LOGO Applied Informatics - Distributed Systems

Deutsch -- Homepage - Projects - Publications - Courses -- Search - Up

Structured Documents: Models and Algorithms


Contact: Prof. Dr. A. Brüggemann-Klein

Text processing is the raison d'être for many personal computers. In the eighties, the Apple Macintosh gained a reputation as the computer for desktop publishing, and text processing is often the first application the general public encounters in a course on computer literacy. A new market has opened up for specialized magazines that cater to amateurs and professionals engaged in personal publishing, and the trade magazines of the publishing world watch closely the trends and products in document processing.

Despite the economic pull of the market and despite longstanding research efforts at laboratories and universities, only very few fundamentals of document processing have yet been established. In the words of the organizers of the 1992 international workshop on Principles of Document Processing, "document processing can be fairly assessed as being in a state similar to that obtaining for programming languages prior to the development of syntax- and semantics-directed compilation techniques, and that obtaining for databases prior to the development of relational and deductive data models. (...) It is time to try to exploit current techniques and ideas from computer science to raise principles and models of document processing to the same intellectual level as principles and models for programming languages and databases."

One paradigm that has been established so far is generic coding as a method to separate the document text from any meta-information required by a specific processing application, such as formatter code. The document is considered as a structure of logical elements, such as chapters, headings, paragraphs, or emphasized phrases, that are marked up accordingly. There seems to be some agreement that hierarchical, tree-like structures are a valid model for logically marked-up documents.

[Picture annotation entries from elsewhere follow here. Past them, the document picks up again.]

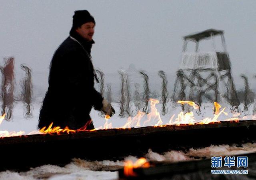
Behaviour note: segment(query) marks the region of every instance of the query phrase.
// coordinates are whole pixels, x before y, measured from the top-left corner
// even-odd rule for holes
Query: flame
[[[5,113],[4,113],[3,115],[0,116],[0,125],[2,124],[2,122],[3,121],[4,118],[5,117]]]
[[[145,115],[145,113],[142,111],[138,111],[137,115],[135,116],[132,119],[131,117],[129,117],[127,121],[122,128],[130,128],[135,125],[135,127],[140,127],[140,120]],[[135,124],[136,125],[135,125]]]
[[[130,160],[124,162],[124,173],[126,176],[136,176],[137,174],[133,171],[133,169],[138,168],[148,168],[150,167],[149,162],[144,158],[138,159],[134,164]]]
[[[178,101],[178,103],[180,103],[182,105],[188,104],[190,106],[193,106],[195,109],[200,109],[199,106],[193,101]]]
[[[103,127],[104,129],[108,129],[112,128],[112,123],[110,123],[109,124],[108,123],[108,119],[105,118],[106,119],[106,123],[105,123],[105,124],[104,125],[104,127]]]
[[[178,118],[175,119],[175,121],[172,123],[179,126],[181,124],[188,124],[189,125],[194,125],[196,120],[194,119],[194,113],[191,111],[184,114],[183,111],[181,111],[178,115]]]
[[[183,111],[181,111],[178,114],[177,117],[173,121],[175,117],[175,114],[173,115],[170,118],[168,123],[166,125],[163,125],[163,121],[162,120],[160,113],[158,112],[156,105],[158,104],[159,101],[153,99],[150,99],[149,101],[150,102],[151,111],[147,115],[146,119],[143,122],[143,125],[145,124],[155,124],[154,127],[162,127],[166,126],[166,125],[176,125],[180,126],[180,125],[192,125],[196,123],[199,124],[207,124],[210,123],[220,123],[220,121],[218,119],[220,116],[224,114],[226,115],[228,115],[228,113],[224,112],[224,111],[226,108],[222,108],[219,103],[216,102],[214,102],[214,113],[213,114],[214,117],[206,117],[203,120],[200,121],[196,120],[194,117],[194,114],[193,111],[187,112],[185,113]],[[178,103],[181,104],[188,104],[190,106],[192,106],[194,109],[200,109],[200,107],[194,102],[189,101],[179,101]],[[198,112],[197,111],[197,113]],[[141,121],[144,117],[145,113],[139,111],[136,116],[134,117],[129,117],[127,119],[127,122],[122,127],[122,129],[129,128],[132,127],[140,127]],[[2,123],[5,117],[5,114],[4,114],[2,116],[0,116],[0,125]],[[222,120],[222,121],[231,121],[235,122],[238,122],[240,118],[238,117],[241,115],[240,113],[235,112],[233,113],[233,117],[224,120]],[[87,127],[92,122],[92,120],[87,122],[86,125],[80,129],[77,130],[73,130],[70,129],[68,127],[66,127],[64,129],[60,128],[60,127],[53,127],[53,123],[51,123],[49,126],[46,127],[44,127],[39,131],[34,131],[28,134],[27,135],[34,135],[36,134],[48,133],[50,134],[57,134],[60,135],[62,133],[73,133],[80,131],[96,131],[98,129],[107,129],[110,128],[113,128],[112,126],[112,123],[108,123],[108,120],[110,118],[110,116],[106,115],[105,116],[105,119],[106,122],[104,124],[103,127],[101,126],[98,128],[96,128],[93,130],[87,130]],[[245,116],[242,118],[242,119],[246,120],[248,119],[256,119],[256,116],[250,115]],[[152,122],[151,122],[152,121]],[[7,131],[0,131],[0,138],[4,137],[10,137],[11,136],[21,136],[25,135],[25,133],[24,131],[19,131],[16,132],[15,131],[12,131],[9,132]]]
[[[160,113],[158,112],[158,111],[156,108],[156,105],[159,103],[159,101],[153,99],[150,99],[149,101],[150,102],[150,108],[151,109],[151,112],[148,114],[147,120],[144,121],[143,123],[143,126],[145,124],[149,123],[151,119],[152,118],[153,120],[156,119],[157,123],[154,125],[154,127],[160,126],[163,123],[163,121],[161,119],[160,117]]]
[[[221,106],[217,102],[214,102],[214,104],[215,107],[215,114],[217,115],[220,113],[220,109],[221,107]]]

The international standard~SGML (Standard Generalized Markup Language) is a language to denote hierarchically structured, logically marked-up documents. In fact, SGML does not define the markup tags of logically marked-up documents directly; rather it allows a definition of document grammars that specify which markup tags may appear in what structural relationship in a document that conforms to the grammar. Therefore, SGML is more adequately described as a syntactic metalanguage for the specification of document grammars and conforming documents.

Document grammars make generic coding more flexible and facilitate document interchange. They also invite the application of methods and techniques from compiler construction, programming languages, and formal language theory.

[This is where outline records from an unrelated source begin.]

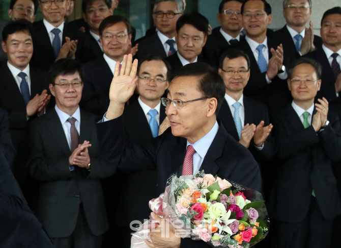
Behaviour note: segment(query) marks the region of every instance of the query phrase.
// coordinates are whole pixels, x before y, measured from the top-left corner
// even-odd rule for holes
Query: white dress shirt
[[[64,22],[63,22],[62,24],[61,24],[59,26],[58,26],[56,28],[53,26],[50,23],[48,22],[45,19],[43,20],[43,22],[44,23],[44,25],[45,25],[45,27],[46,28],[46,30],[47,30],[47,33],[48,34],[48,36],[50,37],[50,40],[51,41],[51,45],[52,45],[52,42],[53,41],[53,39],[54,38],[54,34],[51,32],[52,30],[53,29],[58,29],[61,31],[61,32],[59,33],[59,38],[61,39],[61,47],[62,43],[63,42],[63,30],[64,30]],[[39,48],[39,47],[37,47],[37,48]]]
[[[169,52],[169,48],[170,47],[169,46],[169,45],[167,44],[166,43],[166,41],[167,41],[169,39],[173,40],[174,41],[175,41],[175,37],[174,37],[172,39],[169,39],[168,38],[167,36],[164,35],[163,34],[162,34],[161,32],[158,31],[157,33],[157,35],[159,36],[159,38],[160,39],[160,40],[161,40],[161,43],[162,43],[163,45],[163,47],[164,48],[164,52],[166,52],[166,54],[168,56],[168,53]],[[177,45],[177,43],[175,43],[173,45],[173,46],[174,46],[174,48],[175,49],[175,51],[178,50],[178,46]]]
[[[102,52],[103,52],[103,47],[101,45],[101,41],[99,39],[99,35],[97,35],[95,33],[92,32],[91,30],[90,30],[90,34],[91,35],[92,35],[92,37],[93,37],[94,38],[97,42],[97,44],[98,44],[98,45],[99,46],[99,47],[101,47],[101,50],[102,50]]]
[[[180,55],[180,54],[179,53],[179,51],[177,51],[177,54],[178,55],[178,57],[179,58],[179,59],[180,60],[180,62],[181,62],[181,64],[182,64],[183,66],[186,65],[188,65],[188,64],[190,64],[189,61],[188,61],[187,59],[186,59],[185,58],[184,58]],[[195,63],[196,62],[197,62],[197,61],[198,61],[198,57],[196,56],[194,61],[193,61],[192,63]]]
[[[203,163],[203,161],[206,156],[209,148],[211,146],[211,144],[213,141],[215,135],[218,132],[219,125],[216,120],[214,126],[211,129],[210,132],[207,133],[204,137],[195,143],[192,144],[187,141],[187,144],[186,146],[186,149],[188,145],[191,145],[193,148],[195,150],[195,153],[193,155],[193,172],[195,170],[199,170],[200,166]]]
[[[19,77],[18,74],[21,72],[23,72],[26,73],[26,76],[25,77],[25,79],[26,79],[26,82],[27,82],[27,84],[29,85],[30,94],[31,95],[31,77],[30,76],[30,64],[28,64],[27,66],[26,66],[26,68],[25,68],[25,69],[22,70],[20,70],[17,67],[13,66],[11,64],[10,64],[8,61],[7,61],[7,66],[8,66],[8,68],[11,71],[11,72],[12,72],[12,75],[13,76],[13,78],[14,78],[14,80],[15,80],[17,85],[19,87],[19,90],[20,91],[20,93],[21,93],[21,90],[20,89],[20,84],[21,83],[22,79]]]
[[[155,119],[156,120],[156,121],[157,121],[157,123],[159,124],[159,126],[160,126],[160,107],[161,106],[161,101],[160,101],[160,103],[159,103],[159,104],[156,105],[156,107],[155,107],[154,109],[152,109],[152,108],[142,102],[139,96],[138,96],[137,100],[138,101],[138,103],[140,104],[141,108],[142,108],[142,110],[145,113],[145,115],[146,115],[146,117],[147,118],[147,120],[148,121],[148,123],[149,123],[149,121],[151,119],[151,116],[148,114],[148,112],[151,109],[156,110],[157,111],[157,114],[155,116]]]
[[[225,38],[226,41],[228,42],[229,42],[229,44],[230,44],[230,41],[232,39],[236,39],[238,41],[239,41],[239,40],[240,39],[240,34],[239,34],[238,36],[237,36],[236,38],[233,38],[232,36],[230,35],[227,33],[225,33],[221,28],[220,28],[220,29],[219,31],[220,31],[220,33],[224,37],[224,38]]]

In this project, we have investigated the expressive power of SGML document grammars. In particular, we have developed a linear-time algorithm to decide whether a document grammar is valid SGML. Furthermore, we have given an algorithm to decide whether the language denoted by a more general document grammar can also be denoted by a more restricted SGML document grammar.

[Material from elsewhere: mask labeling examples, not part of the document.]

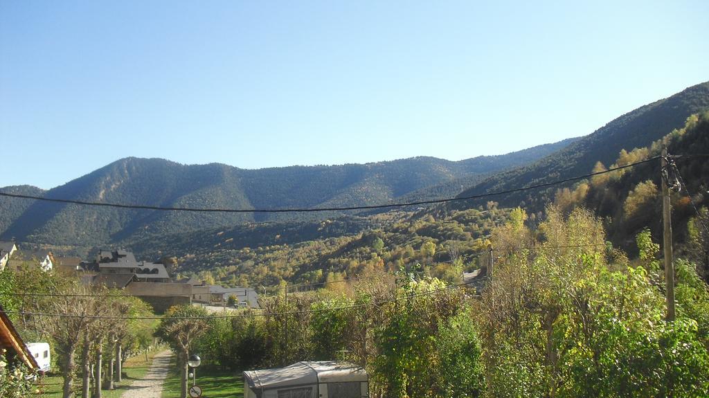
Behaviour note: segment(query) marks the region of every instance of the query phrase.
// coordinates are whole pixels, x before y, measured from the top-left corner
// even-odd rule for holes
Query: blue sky
[[[459,160],[709,80],[709,2],[0,0],[0,186],[122,157]]]

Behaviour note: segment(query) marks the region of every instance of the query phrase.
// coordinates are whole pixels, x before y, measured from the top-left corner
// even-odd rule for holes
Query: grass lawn
[[[162,398],[179,397],[177,365],[174,361],[170,365],[170,373],[163,385]],[[192,386],[191,380],[188,385]],[[244,396],[244,380],[241,372],[198,368],[197,385],[202,387],[203,398],[234,398]]]
[[[123,363],[123,373],[126,373],[128,377],[123,377],[123,381],[120,383],[113,383],[116,390],[111,391],[107,390],[103,390],[101,392],[101,397],[105,398],[120,398],[121,395],[125,392],[125,387],[130,385],[133,380],[142,378],[145,375],[148,369],[150,368],[150,364],[152,363],[153,357],[155,356],[155,354],[163,351],[164,349],[164,348],[161,347],[159,349],[149,352],[147,361],[145,360],[145,355],[140,355],[125,360],[125,362]],[[64,380],[60,375],[47,375],[40,378],[38,384],[39,385],[40,390],[43,392],[41,396],[48,398],[61,398],[63,382]],[[79,389],[79,396],[81,395],[81,379],[74,380],[74,387]]]

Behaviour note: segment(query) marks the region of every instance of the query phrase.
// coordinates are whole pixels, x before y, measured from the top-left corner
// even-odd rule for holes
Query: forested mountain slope
[[[48,198],[162,207],[233,209],[340,207],[386,203],[432,186],[476,178],[533,161],[572,142],[506,155],[450,161],[416,157],[367,164],[245,170],[126,158],[43,193]],[[31,187],[9,187],[30,194]],[[459,189],[457,190],[459,191]],[[19,192],[19,191],[18,191]],[[431,191],[427,198],[437,194]],[[0,198],[0,239],[92,246],[267,220],[316,220],[337,214],[206,214],[83,207]]]
[[[673,129],[687,118],[709,108],[709,82],[693,86],[667,98],[640,107],[611,121],[593,134],[532,164],[497,174],[459,194],[472,196],[509,190],[590,173],[597,161],[609,164],[621,149],[642,147]],[[551,191],[531,191],[496,197],[502,205],[523,202],[538,210],[550,199]],[[454,205],[459,208],[472,203]]]

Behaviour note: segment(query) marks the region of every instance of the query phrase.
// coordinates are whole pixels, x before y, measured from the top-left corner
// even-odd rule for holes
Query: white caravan
[[[49,372],[52,356],[49,352],[48,343],[28,343],[27,349],[30,351],[35,361],[40,368],[37,370],[40,373]]]
[[[244,372],[244,398],[367,398],[369,377],[346,362],[298,362]]]

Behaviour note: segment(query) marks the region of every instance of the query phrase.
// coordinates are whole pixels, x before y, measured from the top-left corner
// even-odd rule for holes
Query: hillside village
[[[379,169],[318,207],[327,167],[306,209],[216,208],[238,184],[199,176],[223,201],[132,195],[203,171],[160,159],[0,188],[0,397],[709,396],[708,137],[704,83],[423,203]],[[285,218],[213,214],[257,211]]]
[[[50,251],[26,251],[12,241],[0,241],[0,272],[36,268],[80,280],[86,286],[116,289],[139,297],[164,312],[173,305],[199,304],[226,308],[259,308],[259,296],[249,288],[224,288],[194,278],[174,280],[161,263],[138,261],[125,250],[101,250],[91,261],[55,256]]]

Our current research deals with query languages for structured documents. We use regular expressions and "caterpillar" automata that walk the tree structure to specify and evaluate context. We relate our method to other approaches, such as tree pattern matching and classical tree automata. We also research inductive-inference algorithms that learn caterpillar automata from example contexts.

This project is in part a joint project with Professor Wood, UST, Hongkong.